Outside the Building

Parking Lots and Driveways
Clear any snow accumulation or ice and distribute salt to clear any unseen patches of ice. These precautions will not only help prevent slip and fall accidents, but will keep cars from skidding. Where will the excess snow be stored on the property and is that location susceptible to melting, drainage paths into traffic and refreezing at night? If so, have them move it to an off site location but keep in mind that this additional equipment and labor will cost more.

Sidewalks and Stairs
Sidewalks and stairs must also be shoveled and salted to prevent falling. Keep in mind that too much salt on the stairs or sidewalk can be a nuisance but for high service properties, it is better to be safe than sorry. You can always sweep away any excess and place more salt back down later. Ask your provider about the type of salt materials used based on your properties needs. Specialty properties such as LEED certified or newer properties often want specialized treated materials that cost more but can save the environment and less wear and tear on the walks.

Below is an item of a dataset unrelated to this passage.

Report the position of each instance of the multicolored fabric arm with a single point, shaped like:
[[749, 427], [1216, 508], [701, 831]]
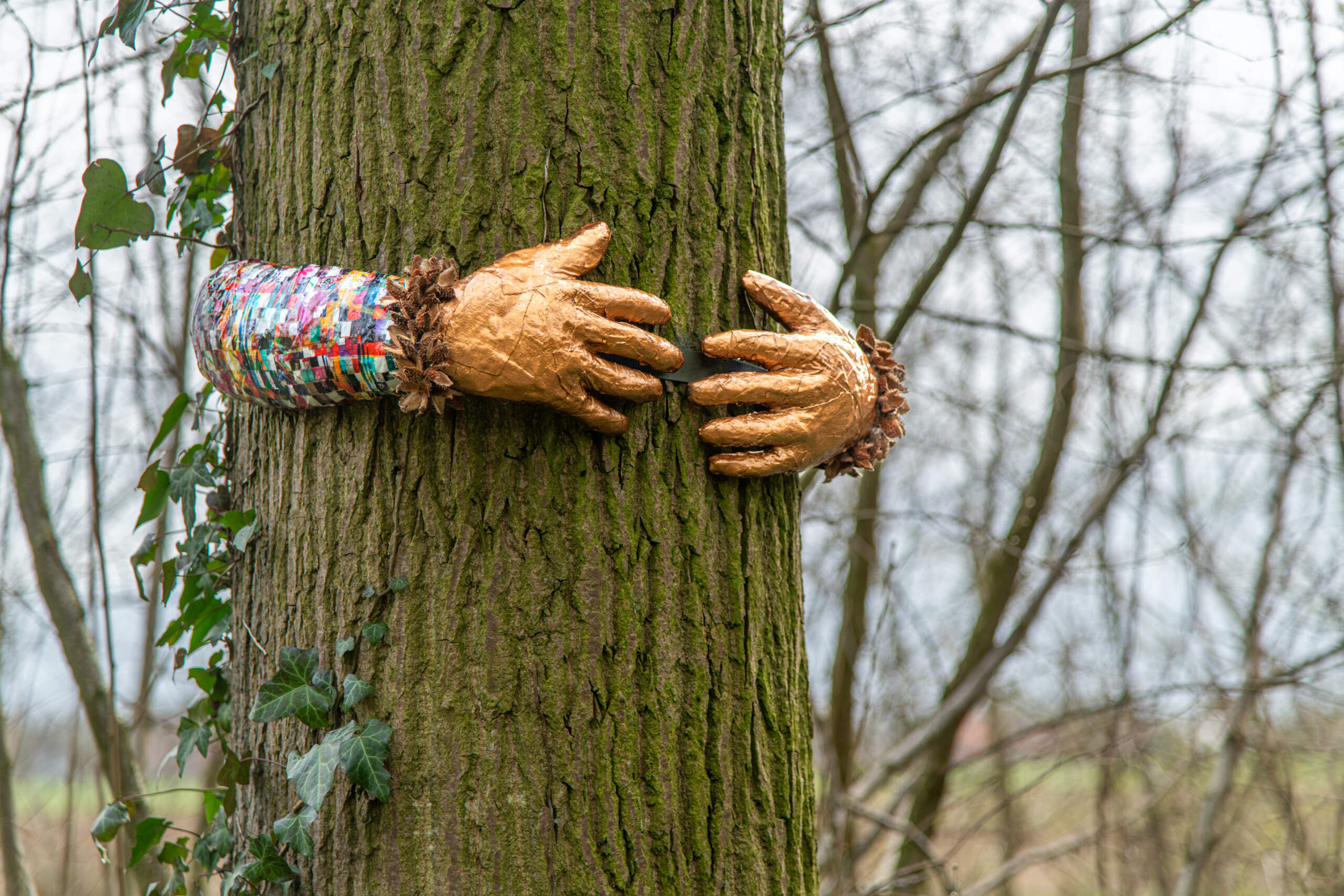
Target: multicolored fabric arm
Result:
[[293, 336]]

Break off any ice layered on railing or brush off snow to make the rails easier to grip. If the property has many outdoor railings, you may want to have them serviced and make sure they are a part of your service contract.

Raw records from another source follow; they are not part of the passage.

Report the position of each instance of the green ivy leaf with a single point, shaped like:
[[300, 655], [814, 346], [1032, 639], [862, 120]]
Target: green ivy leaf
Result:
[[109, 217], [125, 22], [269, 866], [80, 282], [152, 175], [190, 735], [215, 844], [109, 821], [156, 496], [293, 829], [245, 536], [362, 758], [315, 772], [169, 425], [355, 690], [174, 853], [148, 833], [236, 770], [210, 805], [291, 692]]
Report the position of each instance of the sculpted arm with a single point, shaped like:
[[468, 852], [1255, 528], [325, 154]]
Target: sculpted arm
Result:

Clear entryways completely, making sure the door can open all the way. If there is an overhang above the door, make sure it is clear of snow, so there is no danger of the accumulation falling onto someone walking in or out of the door.

Inside the Building

Mop up any puddles and set up a WET FLOOR sign immediately inside the front entrance. Provide a coat rack and place for wet boots and umbrellas. This is usually handled by on site staff or managers outside your snow removal company but always a good idea to set up to handle that days traffic.

All Floors
Go through the entire building with a dry mop and clean up any puddles or footprints. This may require around the clock additional service and depending on your property hours of operations, a good idea to keep the service overtime during bad weather.

Room Temperature
Keep the office set at a comfortable temperature that can be easily tolerated. Just because it is cold outside, doesn’t mean that is should be sweltering indoors. If it’s too hot, potential tenants may decide to cut their viewing short.

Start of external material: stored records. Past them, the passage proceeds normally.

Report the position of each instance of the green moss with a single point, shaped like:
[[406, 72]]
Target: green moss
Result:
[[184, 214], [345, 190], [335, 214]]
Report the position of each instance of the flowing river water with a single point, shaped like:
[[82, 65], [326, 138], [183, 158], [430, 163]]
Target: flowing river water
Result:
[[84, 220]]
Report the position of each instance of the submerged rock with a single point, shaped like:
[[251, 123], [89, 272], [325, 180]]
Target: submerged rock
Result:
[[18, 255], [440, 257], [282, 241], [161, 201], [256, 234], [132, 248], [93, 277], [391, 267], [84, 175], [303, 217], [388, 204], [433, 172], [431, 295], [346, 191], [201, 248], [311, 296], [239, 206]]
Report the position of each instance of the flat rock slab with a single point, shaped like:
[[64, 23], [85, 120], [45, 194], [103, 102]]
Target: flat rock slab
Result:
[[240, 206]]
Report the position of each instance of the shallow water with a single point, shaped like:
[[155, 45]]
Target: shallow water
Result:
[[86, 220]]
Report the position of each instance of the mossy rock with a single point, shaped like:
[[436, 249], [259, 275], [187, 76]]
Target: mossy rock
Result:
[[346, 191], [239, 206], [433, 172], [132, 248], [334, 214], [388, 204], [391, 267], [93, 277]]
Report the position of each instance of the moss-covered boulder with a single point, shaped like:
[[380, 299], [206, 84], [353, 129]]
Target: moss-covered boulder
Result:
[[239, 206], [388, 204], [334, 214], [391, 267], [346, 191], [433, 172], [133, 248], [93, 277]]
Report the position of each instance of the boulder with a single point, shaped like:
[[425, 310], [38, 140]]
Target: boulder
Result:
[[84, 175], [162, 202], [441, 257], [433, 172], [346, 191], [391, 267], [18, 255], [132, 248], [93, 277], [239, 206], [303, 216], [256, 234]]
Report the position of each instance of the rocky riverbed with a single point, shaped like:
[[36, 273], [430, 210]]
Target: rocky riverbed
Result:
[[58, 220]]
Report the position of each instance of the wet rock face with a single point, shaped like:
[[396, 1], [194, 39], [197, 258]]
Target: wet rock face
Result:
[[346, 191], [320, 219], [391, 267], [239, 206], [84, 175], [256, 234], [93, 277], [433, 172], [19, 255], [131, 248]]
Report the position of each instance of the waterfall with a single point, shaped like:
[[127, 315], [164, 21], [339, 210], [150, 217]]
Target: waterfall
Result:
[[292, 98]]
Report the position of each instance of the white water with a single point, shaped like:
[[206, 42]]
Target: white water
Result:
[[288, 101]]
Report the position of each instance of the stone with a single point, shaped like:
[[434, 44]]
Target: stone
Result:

These items are just a good starting point for discussions with operation managers, facility managers, property managers and executive teams to successfully navigate the pitfalls of winter related pitfalls. Even on the “good days” of winter when you have that dream tenant on site, take a few minutes after the walk through and include this winter plan in your presentation as part of the diligence your team employs to create space for successful businesses like theirs to work from.